I Sold My Soul to The National Trust

Hello Wordpretzels, it’s been a while. What with the way the world is at the moment, with everything in danger of being run by fuckwits, I’ve lost the plot when it comes to writing rubbish on my blogspot. But I’m back.

Last weekend, along with Lady Barton St Mary, The Marquess and Marchioness, we took off for a long weekend in Northumberland, with an overnight stay at cousin Cath and her husband Mark in Leeds. The journey was a long one: 3 hours to Leeds then another 3 hours to Northumberland. I realise that a lot of my American wordpretzels would wonder what all the fuss is about, since you’re happy to drive 200 miles for a haircut. But there we are, that’s Brits for you, anything over 50 miles is a major journey for us and involves stocking up on drinks and sandwiches.

Anyway, the whole experience was wonderful. We saw lots of stuff, starting with The Angel of the North, a huge piece of metal in the shape of an angel, situated on a piece of council waste ground off the motorway. This was followed by a trip to Cragside House, then Bamburgh Castle the following day and then Holy Island and Lindisfarne.

But I’m not going to give you a travelogue – rather something that happened to me that may have changed my life forever. I became a member of The National Trust.

It all happened so quickly. We arrived at Cragside House, the former home of Mr Armstrong, the first to have electricity in the early 1900s, which he produced with water wheels and a staff of many. I assume he needed it to power his television and wi-fi, which must have been amazing in those days.

Cragside House, once home to Mr Armstrong, who must have had the shining...

Cragside House, once home to Mr Armstrong, who must have had the shining…

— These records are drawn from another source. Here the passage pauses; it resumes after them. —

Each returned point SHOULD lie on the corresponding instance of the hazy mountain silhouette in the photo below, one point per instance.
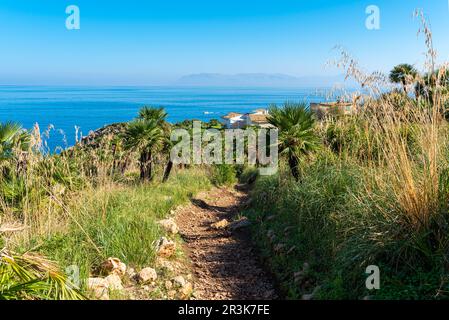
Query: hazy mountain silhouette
(259, 79)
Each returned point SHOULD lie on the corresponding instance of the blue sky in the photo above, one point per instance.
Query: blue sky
(157, 41)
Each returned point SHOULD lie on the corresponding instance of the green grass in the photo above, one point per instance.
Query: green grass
(120, 221)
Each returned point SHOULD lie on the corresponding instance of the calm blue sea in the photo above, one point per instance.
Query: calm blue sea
(90, 108)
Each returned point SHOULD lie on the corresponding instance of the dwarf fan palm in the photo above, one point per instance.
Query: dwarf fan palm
(296, 133)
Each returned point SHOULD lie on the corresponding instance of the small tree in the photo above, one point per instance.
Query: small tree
(296, 133)
(144, 137)
(403, 74)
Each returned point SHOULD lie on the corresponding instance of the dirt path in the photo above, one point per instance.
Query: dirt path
(225, 263)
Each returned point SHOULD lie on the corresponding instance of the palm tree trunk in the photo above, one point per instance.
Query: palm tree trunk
(294, 166)
(167, 170)
(404, 86)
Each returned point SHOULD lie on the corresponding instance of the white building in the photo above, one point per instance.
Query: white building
(258, 118)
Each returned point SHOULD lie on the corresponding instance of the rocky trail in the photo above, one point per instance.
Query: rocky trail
(217, 241)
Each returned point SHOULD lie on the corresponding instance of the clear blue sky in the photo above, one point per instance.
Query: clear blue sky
(157, 41)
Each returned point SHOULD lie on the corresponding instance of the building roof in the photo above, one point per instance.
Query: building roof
(231, 115)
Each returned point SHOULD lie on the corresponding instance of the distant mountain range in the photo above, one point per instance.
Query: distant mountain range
(260, 80)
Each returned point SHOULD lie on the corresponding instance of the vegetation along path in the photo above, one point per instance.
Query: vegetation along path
(225, 263)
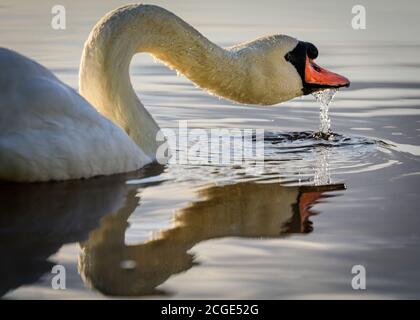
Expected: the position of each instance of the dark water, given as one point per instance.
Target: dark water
(292, 229)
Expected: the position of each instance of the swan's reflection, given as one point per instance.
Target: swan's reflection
(36, 220)
(238, 210)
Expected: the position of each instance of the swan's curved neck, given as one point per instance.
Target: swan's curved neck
(104, 72)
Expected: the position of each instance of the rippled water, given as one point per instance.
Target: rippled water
(290, 227)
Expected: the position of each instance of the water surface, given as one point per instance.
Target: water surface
(291, 230)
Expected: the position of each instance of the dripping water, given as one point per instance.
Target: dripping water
(324, 98)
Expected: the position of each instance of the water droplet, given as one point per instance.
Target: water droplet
(324, 98)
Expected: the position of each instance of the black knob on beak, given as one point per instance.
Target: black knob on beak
(311, 51)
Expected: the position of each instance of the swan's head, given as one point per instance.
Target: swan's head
(283, 68)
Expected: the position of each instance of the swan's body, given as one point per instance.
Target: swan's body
(49, 132)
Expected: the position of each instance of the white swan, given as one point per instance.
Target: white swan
(49, 132)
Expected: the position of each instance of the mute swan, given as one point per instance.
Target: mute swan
(49, 132)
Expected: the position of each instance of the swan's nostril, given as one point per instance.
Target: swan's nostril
(312, 51)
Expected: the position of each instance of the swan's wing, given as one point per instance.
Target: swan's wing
(49, 132)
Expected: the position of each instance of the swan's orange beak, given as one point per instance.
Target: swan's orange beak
(321, 77)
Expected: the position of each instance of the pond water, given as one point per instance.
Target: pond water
(291, 229)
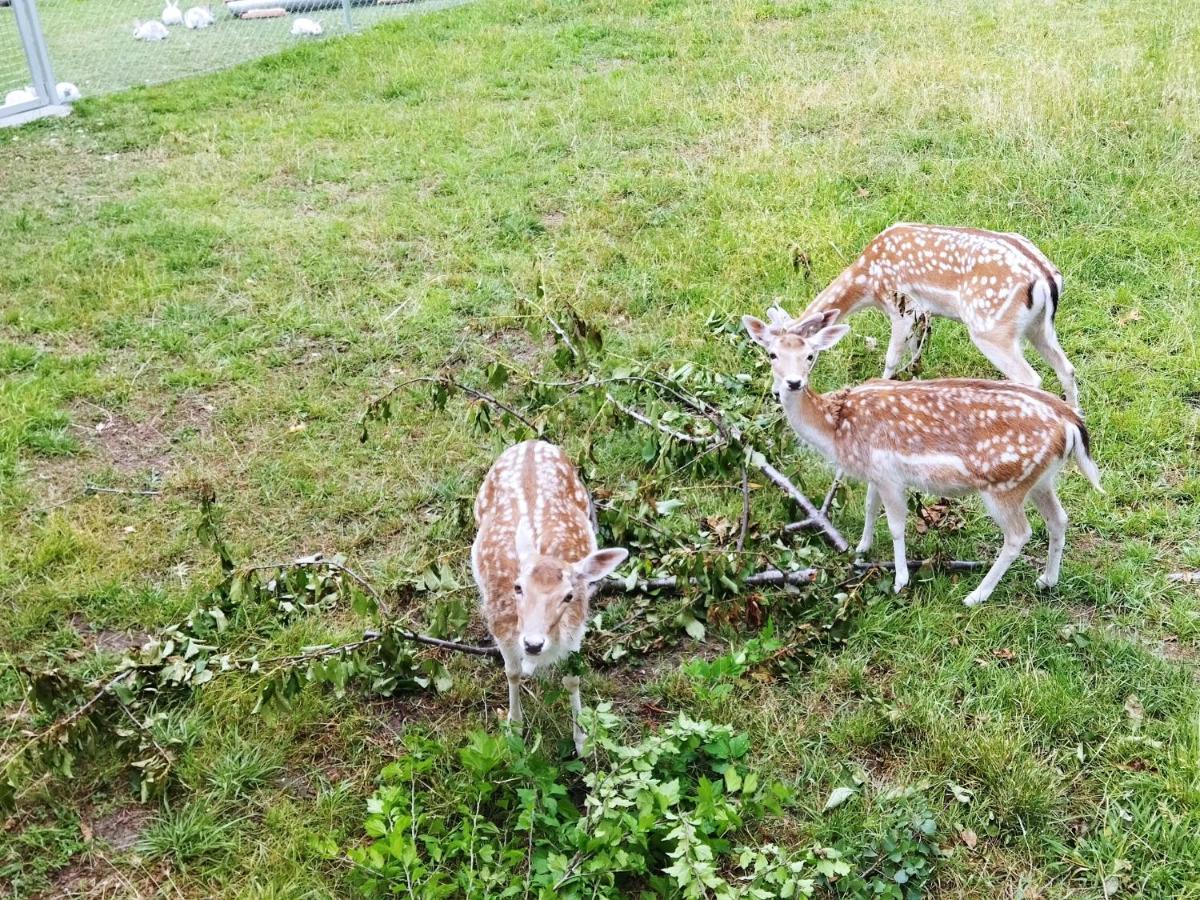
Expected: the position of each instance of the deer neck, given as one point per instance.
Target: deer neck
(813, 419)
(846, 294)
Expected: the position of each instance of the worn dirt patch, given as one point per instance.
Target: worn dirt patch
(144, 444)
(517, 345)
(94, 876)
(121, 829)
(105, 640)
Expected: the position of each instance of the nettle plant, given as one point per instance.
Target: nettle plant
(671, 815)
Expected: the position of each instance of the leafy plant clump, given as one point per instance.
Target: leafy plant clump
(672, 815)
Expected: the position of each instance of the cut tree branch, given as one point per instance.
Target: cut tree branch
(731, 435)
(951, 565)
(767, 577)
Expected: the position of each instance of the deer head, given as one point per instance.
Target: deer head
(793, 346)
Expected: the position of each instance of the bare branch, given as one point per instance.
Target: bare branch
(786, 486)
(951, 565)
(451, 382)
(731, 433)
(745, 508)
(666, 430)
(767, 577)
(90, 489)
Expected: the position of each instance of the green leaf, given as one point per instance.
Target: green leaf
(694, 627)
(838, 797)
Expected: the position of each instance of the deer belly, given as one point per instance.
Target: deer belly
(931, 472)
(933, 300)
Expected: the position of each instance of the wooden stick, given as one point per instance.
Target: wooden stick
(732, 433)
(814, 515)
(951, 565)
(767, 577)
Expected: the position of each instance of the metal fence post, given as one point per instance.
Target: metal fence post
(30, 30)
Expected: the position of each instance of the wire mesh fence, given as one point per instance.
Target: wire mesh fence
(15, 75)
(103, 46)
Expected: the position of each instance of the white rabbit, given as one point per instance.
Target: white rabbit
(306, 27)
(198, 17)
(153, 30)
(22, 95)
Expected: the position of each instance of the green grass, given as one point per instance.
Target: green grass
(209, 263)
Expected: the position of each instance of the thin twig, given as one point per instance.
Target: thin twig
(646, 420)
(90, 489)
(745, 508)
(731, 433)
(451, 382)
(787, 487)
(804, 523)
(951, 565)
(833, 489)
(767, 577)
(166, 757)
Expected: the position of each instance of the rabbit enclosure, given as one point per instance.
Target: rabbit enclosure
(264, 330)
(91, 42)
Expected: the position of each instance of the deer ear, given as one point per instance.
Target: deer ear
(757, 329)
(601, 563)
(827, 337)
(525, 544)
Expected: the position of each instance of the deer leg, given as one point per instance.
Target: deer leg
(901, 327)
(1045, 342)
(1008, 510)
(571, 684)
(917, 340)
(873, 513)
(513, 672)
(897, 510)
(1007, 357)
(1055, 516)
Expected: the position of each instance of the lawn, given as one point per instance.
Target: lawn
(205, 282)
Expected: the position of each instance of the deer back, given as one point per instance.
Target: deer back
(952, 433)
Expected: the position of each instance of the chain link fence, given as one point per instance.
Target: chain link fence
(103, 46)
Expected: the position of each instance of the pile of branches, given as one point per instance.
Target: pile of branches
(708, 424)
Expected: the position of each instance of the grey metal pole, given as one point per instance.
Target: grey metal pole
(30, 29)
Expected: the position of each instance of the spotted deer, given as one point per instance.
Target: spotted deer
(996, 283)
(535, 561)
(1003, 441)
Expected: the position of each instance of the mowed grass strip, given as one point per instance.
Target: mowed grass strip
(195, 271)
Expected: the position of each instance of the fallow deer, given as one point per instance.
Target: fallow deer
(996, 283)
(1001, 439)
(535, 561)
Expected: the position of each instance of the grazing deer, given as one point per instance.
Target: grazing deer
(996, 283)
(1003, 441)
(535, 561)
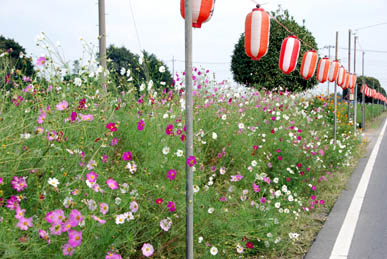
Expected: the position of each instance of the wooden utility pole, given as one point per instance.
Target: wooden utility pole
(102, 40)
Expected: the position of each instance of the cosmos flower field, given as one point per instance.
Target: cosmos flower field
(86, 173)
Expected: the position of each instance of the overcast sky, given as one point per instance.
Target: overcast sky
(160, 28)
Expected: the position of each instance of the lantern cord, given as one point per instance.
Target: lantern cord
(283, 26)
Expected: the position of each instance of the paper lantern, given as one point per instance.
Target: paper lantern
(257, 33)
(333, 71)
(346, 82)
(341, 76)
(202, 11)
(352, 81)
(323, 70)
(308, 65)
(290, 50)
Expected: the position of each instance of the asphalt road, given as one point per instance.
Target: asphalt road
(369, 239)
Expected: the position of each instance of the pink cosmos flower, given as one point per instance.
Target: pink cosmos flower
(19, 183)
(147, 250)
(13, 203)
(172, 206)
(134, 206)
(111, 255)
(44, 235)
(56, 229)
(24, 223)
(141, 125)
(41, 61)
(103, 208)
(75, 238)
(191, 161)
(75, 217)
(171, 175)
(92, 177)
(99, 220)
(67, 249)
(19, 213)
(112, 184)
(127, 156)
(114, 141)
(169, 129)
(111, 126)
(73, 116)
(63, 105)
(87, 117)
(52, 135)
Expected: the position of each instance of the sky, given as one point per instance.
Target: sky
(157, 27)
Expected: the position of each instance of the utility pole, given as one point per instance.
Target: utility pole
(189, 127)
(102, 40)
(363, 97)
(349, 71)
(355, 99)
(335, 94)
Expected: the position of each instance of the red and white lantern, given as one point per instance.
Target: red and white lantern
(290, 50)
(341, 76)
(333, 71)
(352, 81)
(257, 33)
(323, 70)
(202, 11)
(346, 82)
(309, 63)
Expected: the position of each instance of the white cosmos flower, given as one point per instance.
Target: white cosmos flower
(166, 150)
(53, 182)
(214, 250)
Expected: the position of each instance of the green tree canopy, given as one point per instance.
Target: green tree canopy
(139, 73)
(16, 60)
(265, 73)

Now, Cragside House is owned by The National Trust, so two willing NT workers were lurking at the entrance when we arrived. One of them approached our car.

“Good afternoon, modom, wilkom teou Caarsaid Heys,” he said. He was very, very posh. So posh, only Lady Barton St Mary could understand him.

“Air hair lair,” she replied, falling into her native language with ease.

“Hello Sir,” said the NT worker, acknowledging me. He’d obviously realised I didn’t speak posh, as he reverted to simple Hugh Grant when addressing me.

He returned to conversing with Lady BSM. After a short exchange, she turned to me.

“Do you want to join The National Trust?”

“Why?” I replied, incredulous.

“Well, we’ll be doing lots of visits this weekend, we could save some money.”

“Are we going to see lots of old houses that need renovating and are full of old furniture? Because I could do that by staying at home.”

Lady BSM gave me a look that showed utter disdain.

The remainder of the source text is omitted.